Research Article: Thermal Carrying Capacity for a Thermally-Sensitive Species at the Warmest Edge of Its Range

Date Published: November 25, 2013

Publisher: Public Library of Science

Author(s): Daniel Ayllón, Graciela G. Nicola, Benigno Elvira, Irene Parra, Ana Almodóvar, David L. Roberts.

http://doi.org/10.1371/journal.pone.0081354

Abstract

Anthropogenic environmental change is causing unprecedented rates of population extirpation and altering the setting of range limits for many species. Significant population declines may occur however before any reduction in range is observed. Determining and modelling the factors driving population size and trends is consequently critical to predict trajectories of change and future extinction risk. We tracked during 12 years 51 populations of a cold-water fish species (brown trout Salmo trutta) living along a temperature gradient at the warmest thermal edge of its range. We developed a carrying capacity model in which maximum population size is limited by physical habitat conditions and regulated through territoriality. We first tested whether population numbers were driven by carrying capacity dynamics and then targeted on establishing (1) the temperature thresholds beyond which population numbers switch from being physical habitat- to temperature-limited; and (2) the rate at which carrying capacity declines with temperature within limiting thermal ranges. Carrying capacity along with emergent density-dependent responses explained up to 76% of spatio-temporal density variability of juveniles and adults but only 50% of young-of-the-year’s. By contrast, young-of-the-year trout were highly sensitive to thermal conditions, their performance declining with temperature at a higher rate than older life stages, and disruptions being triggered at lower temperature thresholds.

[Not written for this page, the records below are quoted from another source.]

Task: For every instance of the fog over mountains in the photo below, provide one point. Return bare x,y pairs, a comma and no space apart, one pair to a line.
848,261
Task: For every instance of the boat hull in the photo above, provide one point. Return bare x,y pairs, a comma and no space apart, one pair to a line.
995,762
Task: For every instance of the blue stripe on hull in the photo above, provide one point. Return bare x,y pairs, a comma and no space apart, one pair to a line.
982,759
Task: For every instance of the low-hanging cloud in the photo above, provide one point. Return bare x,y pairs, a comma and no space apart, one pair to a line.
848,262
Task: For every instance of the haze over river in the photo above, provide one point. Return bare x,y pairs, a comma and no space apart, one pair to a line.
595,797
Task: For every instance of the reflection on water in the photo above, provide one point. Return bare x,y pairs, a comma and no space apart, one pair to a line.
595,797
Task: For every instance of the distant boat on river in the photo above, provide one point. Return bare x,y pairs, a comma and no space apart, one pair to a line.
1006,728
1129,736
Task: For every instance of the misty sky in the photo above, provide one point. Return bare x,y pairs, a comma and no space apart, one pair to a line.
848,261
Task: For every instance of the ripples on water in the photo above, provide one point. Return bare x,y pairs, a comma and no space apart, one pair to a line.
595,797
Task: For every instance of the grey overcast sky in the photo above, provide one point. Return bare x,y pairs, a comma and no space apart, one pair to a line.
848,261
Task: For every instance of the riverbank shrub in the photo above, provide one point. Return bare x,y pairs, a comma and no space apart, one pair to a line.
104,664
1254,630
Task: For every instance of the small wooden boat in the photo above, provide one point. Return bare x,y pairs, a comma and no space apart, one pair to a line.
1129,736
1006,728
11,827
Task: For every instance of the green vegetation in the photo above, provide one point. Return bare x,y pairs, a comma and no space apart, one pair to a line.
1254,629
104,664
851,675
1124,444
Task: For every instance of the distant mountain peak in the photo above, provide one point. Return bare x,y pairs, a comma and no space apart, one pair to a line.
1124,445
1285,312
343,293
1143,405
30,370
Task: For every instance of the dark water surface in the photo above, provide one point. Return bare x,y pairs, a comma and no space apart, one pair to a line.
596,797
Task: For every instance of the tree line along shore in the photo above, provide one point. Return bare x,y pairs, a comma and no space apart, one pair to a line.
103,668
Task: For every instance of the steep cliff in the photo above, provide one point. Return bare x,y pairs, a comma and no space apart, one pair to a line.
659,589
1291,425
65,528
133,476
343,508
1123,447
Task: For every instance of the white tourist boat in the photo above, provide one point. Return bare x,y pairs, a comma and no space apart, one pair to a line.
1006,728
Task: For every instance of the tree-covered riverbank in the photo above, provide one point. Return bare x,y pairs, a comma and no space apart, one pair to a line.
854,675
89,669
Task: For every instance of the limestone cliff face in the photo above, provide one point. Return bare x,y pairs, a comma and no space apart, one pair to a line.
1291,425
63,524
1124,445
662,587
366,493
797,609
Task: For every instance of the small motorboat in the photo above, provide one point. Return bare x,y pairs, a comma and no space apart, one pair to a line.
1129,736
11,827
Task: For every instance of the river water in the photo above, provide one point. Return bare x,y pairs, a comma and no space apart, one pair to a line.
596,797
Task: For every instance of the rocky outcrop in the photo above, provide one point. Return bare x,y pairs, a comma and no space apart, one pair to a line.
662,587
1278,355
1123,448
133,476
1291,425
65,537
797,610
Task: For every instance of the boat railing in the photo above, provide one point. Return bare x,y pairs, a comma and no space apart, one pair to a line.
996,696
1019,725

Results suggest that limiting temperature effects were progressively stronger with increasing anthropogenic disturbance. There was however a critical threshold, matching the incipient thermal limit for survival, beyond which realized density was always below potential numbers irrespective of disturbance intensity. We additionally found a lower threshold, matching the thermal limit for feeding, beyond which even unaltered populations declined. We predict that most of our study populations may become extinct by 2100, depicting the gloomy fate of thermally-sensitive species occurring at thermal range margins under limited potential for adaptation and dispersal.

Partial Text

Natural and anthropogenic disturbances are impacting global ecological systems and causing elevated rates of population extirpation, so that there is increasing concern that the rate of environmental change may exceed the capacity of populations to persist and maintain their range [1]. A population’s extinction risk, persistence time and duration of its final decline to extinction, as well as the probability of evolutionary rescue, strongly depend on initial numbers and population size variability [2]–[4]. In many systems, imminent extinction will be signalled early by a decreasing rate of recovery from small perturbations. This critical slowing down is typically characterized by an increase in variance or autocorrelation of fluctuations of the system as a tipping point is approached [5]–[6]. In highly stochastic systems, critical transitions will on the contrary happen far from local tipping points and an increasing variability will reflect the shift to a contrasting regime [7]. Improving wildlife’s conservation and management requires therefore a deep comprehension of not only spatial patterns in local species abundance but also the way and rate a population’s size changes through time – its trajectory. Since dynamics are driven by the interplay of density-dependent and density-independent aspects of the environment, determining how the strength of density dependence varies with environmental variance remains critical for predicting near-term population trajectories [8]–[9]; the heart of the matter is then, what limits and regulates the size of natural populations in a fluctuating world?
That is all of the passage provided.